A stark injustice is that each of the estimated 113 million Filipinos effectively owes about P156,242 to the nation’s creditors from birth, without any choice in the matter, only to see public funds funneled into the pockets of elected officials.
Outstanding government debt as of December grew by a substantial 10.3 percent from a year ago to a new record high of P17.707 trillion.
Among the factors driving the surge in debt levels were new borrowings to finance the gaping budget deficit and a weak peso, which is mainly the product of political noise.
Rizal Commercial Banking Corp. chief economist Michael Ricafort explained that the depreciation of the currency increased the peso equivalent of debts generally denominated in US dollars.
The peso is now between 58 and 59 to the dollar, compared to 51 in 2022.

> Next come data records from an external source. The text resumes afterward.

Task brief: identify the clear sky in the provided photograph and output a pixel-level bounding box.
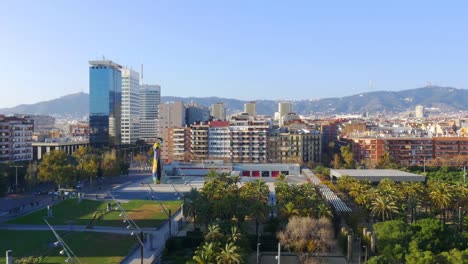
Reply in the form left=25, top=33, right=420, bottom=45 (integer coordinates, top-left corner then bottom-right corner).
left=0, top=0, right=468, bottom=108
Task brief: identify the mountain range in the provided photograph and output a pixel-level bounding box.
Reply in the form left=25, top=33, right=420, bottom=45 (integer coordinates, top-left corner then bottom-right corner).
left=0, top=86, right=468, bottom=117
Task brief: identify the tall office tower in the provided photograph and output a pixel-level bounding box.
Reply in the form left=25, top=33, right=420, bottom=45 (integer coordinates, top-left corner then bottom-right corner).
left=140, top=84, right=161, bottom=143
left=89, top=60, right=122, bottom=147
left=278, top=102, right=292, bottom=126
left=244, top=101, right=257, bottom=116
left=211, top=102, right=226, bottom=121
left=158, top=102, right=185, bottom=160
left=416, top=105, right=424, bottom=118
left=185, top=103, right=210, bottom=126
left=121, top=69, right=140, bottom=144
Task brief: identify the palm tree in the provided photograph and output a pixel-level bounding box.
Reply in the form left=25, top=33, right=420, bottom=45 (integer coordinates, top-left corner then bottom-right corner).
left=193, top=242, right=219, bottom=264
left=317, top=203, right=333, bottom=219
left=371, top=196, right=398, bottom=221
left=280, top=202, right=299, bottom=223
left=228, top=226, right=242, bottom=243
left=216, top=243, right=241, bottom=264
left=429, top=182, right=452, bottom=224
left=205, top=224, right=223, bottom=242
left=182, top=188, right=200, bottom=229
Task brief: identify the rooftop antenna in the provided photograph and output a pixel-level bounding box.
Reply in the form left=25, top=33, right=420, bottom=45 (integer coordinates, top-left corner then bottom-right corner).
left=141, top=63, right=143, bottom=84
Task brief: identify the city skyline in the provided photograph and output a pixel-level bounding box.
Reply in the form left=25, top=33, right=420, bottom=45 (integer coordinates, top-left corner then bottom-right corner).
left=0, top=1, right=468, bottom=108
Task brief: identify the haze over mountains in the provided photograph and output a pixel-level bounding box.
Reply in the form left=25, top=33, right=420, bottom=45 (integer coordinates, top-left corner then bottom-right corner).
left=0, top=86, right=468, bottom=117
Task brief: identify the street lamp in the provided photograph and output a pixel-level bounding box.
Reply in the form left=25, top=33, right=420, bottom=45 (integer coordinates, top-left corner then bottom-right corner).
left=10, top=165, right=23, bottom=193
left=357, top=237, right=362, bottom=264
left=257, top=243, right=262, bottom=264
left=362, top=246, right=367, bottom=263
left=458, top=206, right=462, bottom=230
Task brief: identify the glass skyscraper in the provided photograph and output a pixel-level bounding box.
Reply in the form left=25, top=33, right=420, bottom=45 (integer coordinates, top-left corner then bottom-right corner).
left=89, top=60, right=122, bottom=147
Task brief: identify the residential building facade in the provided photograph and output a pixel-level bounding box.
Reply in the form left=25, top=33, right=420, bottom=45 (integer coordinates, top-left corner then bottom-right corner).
left=121, top=69, right=140, bottom=144
left=140, top=84, right=161, bottom=143
left=0, top=115, right=34, bottom=162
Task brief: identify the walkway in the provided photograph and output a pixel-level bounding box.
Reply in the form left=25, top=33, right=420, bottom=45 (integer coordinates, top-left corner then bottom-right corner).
left=121, top=210, right=184, bottom=264
left=302, top=169, right=351, bottom=213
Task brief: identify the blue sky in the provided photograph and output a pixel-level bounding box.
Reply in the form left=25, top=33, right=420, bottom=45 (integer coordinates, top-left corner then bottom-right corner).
left=0, top=0, right=468, bottom=108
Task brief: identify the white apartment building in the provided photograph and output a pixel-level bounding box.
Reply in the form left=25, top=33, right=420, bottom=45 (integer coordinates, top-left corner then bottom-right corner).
left=211, top=102, right=226, bottom=121
left=244, top=101, right=257, bottom=116
left=229, top=120, right=270, bottom=163
left=208, top=121, right=231, bottom=161
left=121, top=69, right=140, bottom=144
left=140, top=84, right=161, bottom=143
left=0, top=115, right=34, bottom=162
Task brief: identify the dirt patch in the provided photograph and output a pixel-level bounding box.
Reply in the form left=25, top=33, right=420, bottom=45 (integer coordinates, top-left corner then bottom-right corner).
left=128, top=204, right=161, bottom=220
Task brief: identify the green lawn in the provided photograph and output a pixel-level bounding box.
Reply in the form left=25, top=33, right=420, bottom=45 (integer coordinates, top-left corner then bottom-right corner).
left=8, top=199, right=181, bottom=227
left=0, top=230, right=137, bottom=264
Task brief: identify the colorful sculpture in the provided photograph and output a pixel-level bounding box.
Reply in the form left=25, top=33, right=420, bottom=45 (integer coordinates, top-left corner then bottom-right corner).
left=153, top=138, right=162, bottom=184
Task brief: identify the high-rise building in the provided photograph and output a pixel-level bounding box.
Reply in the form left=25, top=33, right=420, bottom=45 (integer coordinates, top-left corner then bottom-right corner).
left=185, top=103, right=210, bottom=125
left=415, top=105, right=424, bottom=118
left=211, top=102, right=226, bottom=121
left=0, top=115, right=33, bottom=162
left=244, top=101, right=257, bottom=116
left=278, top=102, right=292, bottom=126
left=121, top=69, right=140, bottom=144
left=89, top=60, right=122, bottom=147
left=140, top=84, right=161, bottom=143
left=159, top=102, right=185, bottom=160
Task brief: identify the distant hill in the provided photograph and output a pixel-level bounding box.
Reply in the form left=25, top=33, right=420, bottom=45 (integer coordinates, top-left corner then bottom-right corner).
left=0, top=87, right=468, bottom=117
left=0, top=93, right=89, bottom=117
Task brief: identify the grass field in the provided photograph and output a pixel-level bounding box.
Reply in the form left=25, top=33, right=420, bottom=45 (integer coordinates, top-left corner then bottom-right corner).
left=8, top=199, right=181, bottom=227
left=0, top=230, right=137, bottom=264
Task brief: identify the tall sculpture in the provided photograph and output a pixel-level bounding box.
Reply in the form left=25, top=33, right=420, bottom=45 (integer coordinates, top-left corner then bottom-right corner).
left=153, top=138, right=162, bottom=184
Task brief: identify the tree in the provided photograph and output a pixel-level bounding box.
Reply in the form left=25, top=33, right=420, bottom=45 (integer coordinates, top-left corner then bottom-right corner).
left=100, top=152, right=121, bottom=177
left=182, top=188, right=203, bottom=229
left=374, top=220, right=413, bottom=263
left=73, top=147, right=100, bottom=184
left=317, top=203, right=333, bottom=219
left=38, top=150, right=75, bottom=187
left=278, top=216, right=335, bottom=263
left=333, top=153, right=342, bottom=169
left=216, top=242, right=241, bottom=264
left=429, top=181, right=452, bottom=224
left=193, top=242, right=219, bottom=264
left=205, top=224, right=224, bottom=242
left=371, top=196, right=398, bottom=221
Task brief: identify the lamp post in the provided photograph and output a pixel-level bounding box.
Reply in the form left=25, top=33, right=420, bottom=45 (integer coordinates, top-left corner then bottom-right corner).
left=10, top=165, right=23, bottom=193
left=275, top=242, right=281, bottom=264
left=257, top=243, right=261, bottom=264
left=458, top=206, right=462, bottom=230
left=362, top=246, right=367, bottom=263
left=357, top=237, right=362, bottom=264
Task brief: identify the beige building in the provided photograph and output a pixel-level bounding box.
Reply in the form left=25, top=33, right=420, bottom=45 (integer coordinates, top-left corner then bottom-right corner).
left=158, top=102, right=185, bottom=160
left=167, top=127, right=191, bottom=162
left=211, top=102, right=226, bottom=121
left=244, top=101, right=257, bottom=116
left=190, top=122, right=210, bottom=160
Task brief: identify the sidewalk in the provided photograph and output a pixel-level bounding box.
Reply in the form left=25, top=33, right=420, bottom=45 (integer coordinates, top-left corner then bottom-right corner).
left=121, top=210, right=183, bottom=264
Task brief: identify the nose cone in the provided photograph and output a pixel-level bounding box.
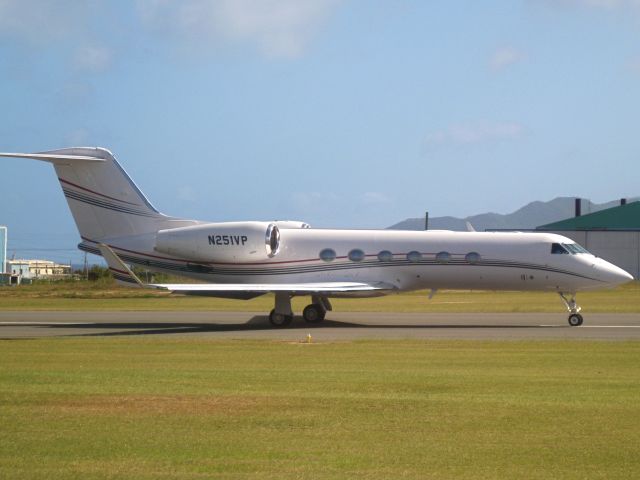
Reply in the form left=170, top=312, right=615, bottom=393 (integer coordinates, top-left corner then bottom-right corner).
left=596, top=260, right=633, bottom=286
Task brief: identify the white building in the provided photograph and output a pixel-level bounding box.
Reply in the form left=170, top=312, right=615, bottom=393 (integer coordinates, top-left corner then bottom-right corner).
left=7, top=259, right=71, bottom=280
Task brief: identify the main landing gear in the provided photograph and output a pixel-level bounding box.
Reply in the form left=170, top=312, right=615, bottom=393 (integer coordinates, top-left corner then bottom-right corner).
left=269, top=292, right=332, bottom=328
left=558, top=292, right=583, bottom=327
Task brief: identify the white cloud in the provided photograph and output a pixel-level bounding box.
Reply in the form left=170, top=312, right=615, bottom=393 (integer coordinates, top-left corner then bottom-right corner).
left=360, top=192, right=391, bottom=205
left=489, top=46, right=524, bottom=72
left=73, top=45, right=113, bottom=73
left=138, top=0, right=341, bottom=58
left=0, top=0, right=86, bottom=44
left=425, top=122, right=524, bottom=146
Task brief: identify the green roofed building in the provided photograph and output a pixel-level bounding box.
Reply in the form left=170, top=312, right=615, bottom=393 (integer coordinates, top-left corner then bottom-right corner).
left=536, top=202, right=640, bottom=280
left=536, top=202, right=640, bottom=231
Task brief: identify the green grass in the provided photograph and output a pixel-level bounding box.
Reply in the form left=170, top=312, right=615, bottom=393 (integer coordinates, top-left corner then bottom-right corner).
left=0, top=282, right=640, bottom=313
left=0, top=337, right=640, bottom=480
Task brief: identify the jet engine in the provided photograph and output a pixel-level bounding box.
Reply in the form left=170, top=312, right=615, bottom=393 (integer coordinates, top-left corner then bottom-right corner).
left=155, top=222, right=280, bottom=262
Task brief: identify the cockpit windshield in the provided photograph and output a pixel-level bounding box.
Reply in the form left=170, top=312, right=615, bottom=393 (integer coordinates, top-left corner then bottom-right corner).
left=551, top=243, right=589, bottom=255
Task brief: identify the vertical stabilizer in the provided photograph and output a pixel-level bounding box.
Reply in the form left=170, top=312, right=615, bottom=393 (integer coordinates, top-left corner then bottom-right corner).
left=0, top=147, right=191, bottom=241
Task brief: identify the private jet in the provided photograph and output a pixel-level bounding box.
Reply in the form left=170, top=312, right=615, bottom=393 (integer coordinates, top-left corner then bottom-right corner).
left=0, top=147, right=633, bottom=327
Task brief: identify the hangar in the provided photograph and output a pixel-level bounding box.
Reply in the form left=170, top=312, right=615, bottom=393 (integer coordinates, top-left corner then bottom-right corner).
left=536, top=199, right=640, bottom=280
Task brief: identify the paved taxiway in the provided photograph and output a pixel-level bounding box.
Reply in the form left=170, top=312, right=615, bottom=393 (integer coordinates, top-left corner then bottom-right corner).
left=0, top=311, right=640, bottom=341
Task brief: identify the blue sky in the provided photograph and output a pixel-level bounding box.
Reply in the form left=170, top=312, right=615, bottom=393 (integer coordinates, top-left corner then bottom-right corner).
left=0, top=0, right=640, bottom=261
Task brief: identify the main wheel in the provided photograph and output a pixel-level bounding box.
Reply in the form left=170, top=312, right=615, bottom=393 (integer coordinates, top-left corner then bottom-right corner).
left=569, top=313, right=582, bottom=327
left=269, top=309, right=293, bottom=328
left=302, top=303, right=326, bottom=323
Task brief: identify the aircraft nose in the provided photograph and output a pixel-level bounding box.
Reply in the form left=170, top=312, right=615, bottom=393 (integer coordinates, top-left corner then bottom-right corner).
left=597, top=261, right=633, bottom=285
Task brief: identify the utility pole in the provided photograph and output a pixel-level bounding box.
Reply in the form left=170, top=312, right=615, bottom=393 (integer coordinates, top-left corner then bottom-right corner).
left=84, top=252, right=89, bottom=280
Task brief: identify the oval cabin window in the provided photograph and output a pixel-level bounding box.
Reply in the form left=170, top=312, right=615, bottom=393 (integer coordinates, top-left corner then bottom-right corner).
left=407, top=250, right=422, bottom=262
left=320, top=248, right=336, bottom=262
left=378, top=250, right=393, bottom=262
left=436, top=252, right=451, bottom=263
left=349, top=248, right=364, bottom=262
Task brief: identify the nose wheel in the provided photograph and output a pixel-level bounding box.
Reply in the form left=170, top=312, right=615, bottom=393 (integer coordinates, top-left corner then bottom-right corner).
left=569, top=313, right=582, bottom=327
left=559, top=293, right=583, bottom=327
left=269, top=308, right=293, bottom=328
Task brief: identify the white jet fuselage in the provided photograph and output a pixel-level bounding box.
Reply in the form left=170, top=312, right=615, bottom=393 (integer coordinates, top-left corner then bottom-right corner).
left=81, top=228, right=629, bottom=296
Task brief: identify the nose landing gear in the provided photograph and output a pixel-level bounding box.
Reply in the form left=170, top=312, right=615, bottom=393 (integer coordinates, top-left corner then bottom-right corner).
left=558, top=292, right=583, bottom=327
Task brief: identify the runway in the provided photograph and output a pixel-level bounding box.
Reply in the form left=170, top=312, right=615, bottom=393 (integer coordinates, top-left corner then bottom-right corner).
left=0, top=311, right=640, bottom=342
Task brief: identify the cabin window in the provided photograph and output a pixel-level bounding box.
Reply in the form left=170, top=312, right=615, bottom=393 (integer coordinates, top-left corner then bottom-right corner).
left=349, top=248, right=364, bottom=262
left=378, top=250, right=393, bottom=262
left=436, top=252, right=451, bottom=263
left=551, top=243, right=569, bottom=254
left=320, top=248, right=336, bottom=262
left=407, top=250, right=422, bottom=262
left=464, top=252, right=480, bottom=265
left=562, top=243, right=589, bottom=254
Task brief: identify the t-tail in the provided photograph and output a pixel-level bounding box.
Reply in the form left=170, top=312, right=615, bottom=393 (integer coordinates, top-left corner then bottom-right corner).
left=0, top=147, right=196, bottom=244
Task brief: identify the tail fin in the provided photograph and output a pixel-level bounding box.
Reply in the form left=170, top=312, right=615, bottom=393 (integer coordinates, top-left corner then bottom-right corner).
left=0, top=147, right=186, bottom=240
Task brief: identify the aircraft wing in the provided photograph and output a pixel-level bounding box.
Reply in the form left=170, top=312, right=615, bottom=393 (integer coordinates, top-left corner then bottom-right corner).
left=0, top=152, right=105, bottom=164
left=98, top=243, right=395, bottom=299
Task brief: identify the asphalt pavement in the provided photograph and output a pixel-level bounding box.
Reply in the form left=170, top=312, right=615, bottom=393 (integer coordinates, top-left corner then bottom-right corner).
left=0, top=311, right=640, bottom=341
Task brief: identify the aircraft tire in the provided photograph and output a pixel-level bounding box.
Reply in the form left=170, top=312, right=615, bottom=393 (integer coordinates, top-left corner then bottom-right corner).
left=569, top=313, right=583, bottom=327
left=269, top=309, right=293, bottom=328
left=302, top=303, right=327, bottom=323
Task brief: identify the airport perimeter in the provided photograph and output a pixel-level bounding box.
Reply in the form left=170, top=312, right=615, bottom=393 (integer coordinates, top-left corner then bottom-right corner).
left=0, top=285, right=640, bottom=480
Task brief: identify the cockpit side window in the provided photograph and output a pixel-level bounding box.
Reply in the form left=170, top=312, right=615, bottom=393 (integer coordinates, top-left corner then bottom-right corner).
left=551, top=243, right=569, bottom=254
left=551, top=243, right=589, bottom=255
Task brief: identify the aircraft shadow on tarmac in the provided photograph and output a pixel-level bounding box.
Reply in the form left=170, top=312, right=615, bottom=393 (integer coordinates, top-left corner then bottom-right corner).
left=39, top=316, right=544, bottom=337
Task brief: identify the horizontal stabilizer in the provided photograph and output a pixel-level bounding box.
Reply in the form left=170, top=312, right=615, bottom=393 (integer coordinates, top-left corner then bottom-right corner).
left=98, top=243, right=145, bottom=287
left=0, top=153, right=105, bottom=165
left=151, top=282, right=394, bottom=295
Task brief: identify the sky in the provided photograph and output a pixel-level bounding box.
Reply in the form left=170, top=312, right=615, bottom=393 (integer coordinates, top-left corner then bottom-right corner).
left=0, top=0, right=640, bottom=262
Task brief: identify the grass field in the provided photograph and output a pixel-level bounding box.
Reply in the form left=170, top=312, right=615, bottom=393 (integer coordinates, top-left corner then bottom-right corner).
left=0, top=282, right=640, bottom=313
left=0, top=337, right=640, bottom=480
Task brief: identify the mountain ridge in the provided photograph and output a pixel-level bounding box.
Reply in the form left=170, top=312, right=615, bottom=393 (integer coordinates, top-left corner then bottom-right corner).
left=387, top=197, right=640, bottom=232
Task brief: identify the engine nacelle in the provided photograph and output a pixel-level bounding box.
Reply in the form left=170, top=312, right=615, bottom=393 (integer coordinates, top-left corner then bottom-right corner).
left=155, top=222, right=280, bottom=262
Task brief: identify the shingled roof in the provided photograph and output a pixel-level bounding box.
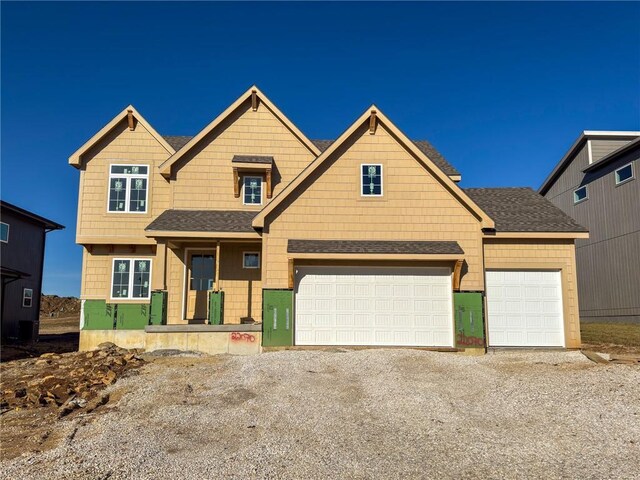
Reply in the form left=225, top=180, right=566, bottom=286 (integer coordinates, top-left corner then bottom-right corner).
left=287, top=240, right=464, bottom=255
left=145, top=210, right=257, bottom=233
left=464, top=188, right=588, bottom=232
left=162, top=135, right=460, bottom=175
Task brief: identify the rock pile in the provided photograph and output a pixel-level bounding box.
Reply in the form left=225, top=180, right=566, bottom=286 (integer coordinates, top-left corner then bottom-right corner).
left=0, top=343, right=144, bottom=416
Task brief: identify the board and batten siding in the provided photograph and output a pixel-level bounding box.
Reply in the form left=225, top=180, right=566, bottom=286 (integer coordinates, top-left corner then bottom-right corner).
left=171, top=100, right=315, bottom=213
left=589, top=138, right=631, bottom=163
left=76, top=119, right=169, bottom=245
left=484, top=239, right=580, bottom=348
left=0, top=209, right=45, bottom=338
left=545, top=142, right=640, bottom=323
left=263, top=124, right=484, bottom=290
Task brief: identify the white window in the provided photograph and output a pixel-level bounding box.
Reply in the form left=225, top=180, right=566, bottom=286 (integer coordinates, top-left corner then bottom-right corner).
left=573, top=185, right=589, bottom=204
left=22, top=288, right=33, bottom=308
left=616, top=163, right=633, bottom=185
left=0, top=222, right=9, bottom=243
left=242, top=252, right=260, bottom=268
left=360, top=164, right=382, bottom=197
left=107, top=165, right=149, bottom=213
left=111, top=258, right=151, bottom=300
left=242, top=177, right=262, bottom=205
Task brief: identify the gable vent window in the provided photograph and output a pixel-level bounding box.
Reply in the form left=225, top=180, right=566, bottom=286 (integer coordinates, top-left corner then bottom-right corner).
left=242, top=177, right=262, bottom=205
left=616, top=163, right=633, bottom=185
left=573, top=185, right=589, bottom=204
left=22, top=288, right=33, bottom=308
left=0, top=222, right=9, bottom=243
left=361, top=164, right=382, bottom=197
left=108, top=165, right=149, bottom=213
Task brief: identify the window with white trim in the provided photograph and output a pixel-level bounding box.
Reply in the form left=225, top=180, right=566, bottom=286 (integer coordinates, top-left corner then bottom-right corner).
left=360, top=164, right=382, bottom=197
left=242, top=252, right=260, bottom=268
left=0, top=222, right=9, bottom=243
left=111, top=258, right=151, bottom=300
left=242, top=176, right=262, bottom=205
left=573, top=185, right=589, bottom=204
left=107, top=165, right=149, bottom=213
left=22, top=288, right=33, bottom=308
left=616, top=163, right=633, bottom=185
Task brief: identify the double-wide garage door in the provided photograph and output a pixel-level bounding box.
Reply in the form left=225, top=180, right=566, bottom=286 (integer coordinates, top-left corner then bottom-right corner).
left=295, top=266, right=453, bottom=347
left=486, top=270, right=564, bottom=347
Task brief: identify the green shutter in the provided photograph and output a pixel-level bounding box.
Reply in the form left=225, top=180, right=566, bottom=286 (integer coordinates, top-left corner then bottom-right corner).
left=453, top=292, right=485, bottom=348
left=209, top=292, right=224, bottom=325
left=82, top=300, right=116, bottom=330
left=262, top=290, right=293, bottom=347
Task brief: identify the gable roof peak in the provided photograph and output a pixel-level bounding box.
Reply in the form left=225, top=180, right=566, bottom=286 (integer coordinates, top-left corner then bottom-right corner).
left=69, top=104, right=175, bottom=168
left=158, top=85, right=320, bottom=177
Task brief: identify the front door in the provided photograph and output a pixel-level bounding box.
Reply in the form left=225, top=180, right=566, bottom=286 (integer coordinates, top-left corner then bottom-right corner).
left=186, top=251, right=216, bottom=320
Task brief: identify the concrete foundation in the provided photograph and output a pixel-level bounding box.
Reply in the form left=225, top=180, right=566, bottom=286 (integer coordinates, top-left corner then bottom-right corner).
left=79, top=325, right=262, bottom=355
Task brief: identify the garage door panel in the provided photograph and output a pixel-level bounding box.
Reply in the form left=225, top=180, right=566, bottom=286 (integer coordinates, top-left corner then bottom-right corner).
left=486, top=270, right=564, bottom=347
left=295, top=267, right=453, bottom=346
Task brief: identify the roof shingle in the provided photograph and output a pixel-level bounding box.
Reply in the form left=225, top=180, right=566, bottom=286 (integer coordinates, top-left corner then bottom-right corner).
left=287, top=240, right=464, bottom=255
left=145, top=210, right=257, bottom=233
left=464, top=187, right=587, bottom=232
left=231, top=155, right=273, bottom=165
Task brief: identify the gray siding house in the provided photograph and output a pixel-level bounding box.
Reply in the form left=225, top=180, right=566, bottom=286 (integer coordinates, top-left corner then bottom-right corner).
left=539, top=131, right=640, bottom=323
left=0, top=201, right=64, bottom=343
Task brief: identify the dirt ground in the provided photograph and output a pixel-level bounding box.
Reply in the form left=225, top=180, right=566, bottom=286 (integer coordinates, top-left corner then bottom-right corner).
left=0, top=349, right=640, bottom=479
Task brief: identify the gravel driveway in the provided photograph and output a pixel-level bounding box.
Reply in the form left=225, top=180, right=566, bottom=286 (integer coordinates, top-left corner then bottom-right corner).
left=0, top=349, right=640, bottom=479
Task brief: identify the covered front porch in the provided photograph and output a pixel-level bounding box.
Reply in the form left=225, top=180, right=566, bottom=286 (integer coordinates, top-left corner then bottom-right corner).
left=147, top=210, right=262, bottom=325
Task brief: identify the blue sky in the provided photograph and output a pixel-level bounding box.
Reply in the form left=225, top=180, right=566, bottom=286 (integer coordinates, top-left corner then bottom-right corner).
left=1, top=2, right=640, bottom=295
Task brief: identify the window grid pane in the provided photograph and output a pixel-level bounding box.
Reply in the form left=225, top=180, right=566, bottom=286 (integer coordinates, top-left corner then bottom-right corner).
left=109, top=177, right=127, bottom=212
left=244, top=177, right=262, bottom=205
left=111, top=260, right=131, bottom=298
left=243, top=253, right=260, bottom=268
left=132, top=260, right=151, bottom=298
left=129, top=178, right=147, bottom=212
left=362, top=165, right=382, bottom=195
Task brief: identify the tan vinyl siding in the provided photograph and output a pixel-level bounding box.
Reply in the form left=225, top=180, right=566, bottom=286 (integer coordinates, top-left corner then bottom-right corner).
left=484, top=239, right=580, bottom=348
left=77, top=120, right=169, bottom=244
left=263, top=125, right=484, bottom=290
left=172, top=101, right=314, bottom=212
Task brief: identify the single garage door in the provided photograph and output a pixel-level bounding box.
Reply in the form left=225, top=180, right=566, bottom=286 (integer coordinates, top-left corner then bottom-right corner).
left=295, top=266, right=453, bottom=347
left=487, top=270, right=564, bottom=347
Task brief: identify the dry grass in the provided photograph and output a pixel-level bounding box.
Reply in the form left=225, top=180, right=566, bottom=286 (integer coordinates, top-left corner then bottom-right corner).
left=580, top=323, right=640, bottom=353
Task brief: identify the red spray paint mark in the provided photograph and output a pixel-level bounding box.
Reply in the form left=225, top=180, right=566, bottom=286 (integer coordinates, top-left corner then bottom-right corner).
left=231, top=332, right=256, bottom=343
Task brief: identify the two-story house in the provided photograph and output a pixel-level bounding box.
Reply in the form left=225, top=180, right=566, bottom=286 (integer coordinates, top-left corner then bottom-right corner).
left=0, top=201, right=64, bottom=342
left=69, top=87, right=588, bottom=352
left=539, top=131, right=640, bottom=323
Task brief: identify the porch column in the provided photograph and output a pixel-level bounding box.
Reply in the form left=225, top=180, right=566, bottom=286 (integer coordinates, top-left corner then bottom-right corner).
left=151, top=240, right=167, bottom=290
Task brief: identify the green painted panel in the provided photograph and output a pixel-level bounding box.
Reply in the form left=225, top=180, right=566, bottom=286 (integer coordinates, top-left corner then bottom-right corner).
left=453, top=292, right=485, bottom=348
left=82, top=300, right=116, bottom=330
left=262, top=290, right=293, bottom=347
left=149, top=290, right=168, bottom=325
left=116, top=303, right=150, bottom=330
left=209, top=292, right=224, bottom=325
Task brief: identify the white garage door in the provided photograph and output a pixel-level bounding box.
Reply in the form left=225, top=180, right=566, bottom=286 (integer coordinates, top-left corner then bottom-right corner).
left=295, top=267, right=453, bottom=347
left=487, top=271, right=564, bottom=347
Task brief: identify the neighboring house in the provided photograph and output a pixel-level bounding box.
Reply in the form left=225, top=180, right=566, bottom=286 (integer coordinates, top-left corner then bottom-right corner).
left=0, top=201, right=64, bottom=341
left=540, top=131, right=640, bottom=323
left=69, top=87, right=588, bottom=351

Ricafort said the debt upswing will persist in the coming months, with outstanding national obligations hitting new record highs as the government continues to rely on borrowings to plug the fiscal shortfall.
Catch-up spending after a lull due to the overall chilling effect of the corruption scandal will also pressure the government to borrow more.
Essentially, the public has lately been treated to a spectacle of the Marcos Jr. administration maintaining a borrowing spree to finance its pork barrel projects.
A big chunk of the budget goes to pork barrel and corruption, which means the borrowed money is not funding social services and protection for millions of poor and vulnerable Filipino families, helping millions of distressed farmers and fisherfolk, or supporting hundreds of thousands of struggling small businesses.
Debt surged from P12.79 trillion in June 2022, at the start of the Marcos Jr. administration, by P5 trillion during the first half of the current dispensation.
Gross borrowings are at a record P208.3 billion per month, compared to the combined clip of the previous Duterte administration at P130.6 billion and the late President Noynoy Aquino’s term at P61.5 billion.
According to the think-tank Ibon Foundation, the inflated debt was parallel to the uptrend in pork barrel indicators in the yearly budgets under Marcos.
For instance, unprogrammed appropriations, which consist of projects and programs without earmarked funds that are added to accommodate pork barrel projects in the budget, spiked from P251 billion in 2022 to P807 billion in 2023, P731.5 billion in 2024, and P531.7 billion in 2025.
Budget increases for flood control projects reflected the hunger for kickbacks, with P68.3 billion in 2023 and P69.6 billion in 2024, figures gathered by Ibon showed.
Flood control projects worth P283.2 billion in 2023, P352.8 billion in 2024, and P350.5 billion in 2025 are the most significant allocations in the country’s most corrupt budgets.
As the stench of rot has become hard to cover up, the pilfering of the budget shifted to so-called soft pork.
As much as P695.8 billion of the proposed 2026 budget is presidential and legislative pork.
The 2026 health budget, for instance, will be the largest on record after the Medical Assistance to Indigent and Financially Incapacitated Patients (MAIFIP) was ramped up, likely with pork.
MAIFIP received P51.6 billion, more than double its proposed initial budget of P24.2 billion for this year’s budget.
Compared to 2025, the 2026 allocation for MAIFIP is P10 billion, or 25 percent higher.
MAIFIP, for all its lofty objectives, is a soft pork barrel that allows local and national politicians to exercise patronage, as beneficiaries are often required to secure a guarantee letter from a politician to prove indigence.
Insatiable monsters that gnaw away at resources meant to benefit the population are being fed by the Marcos administration’s debt addiction.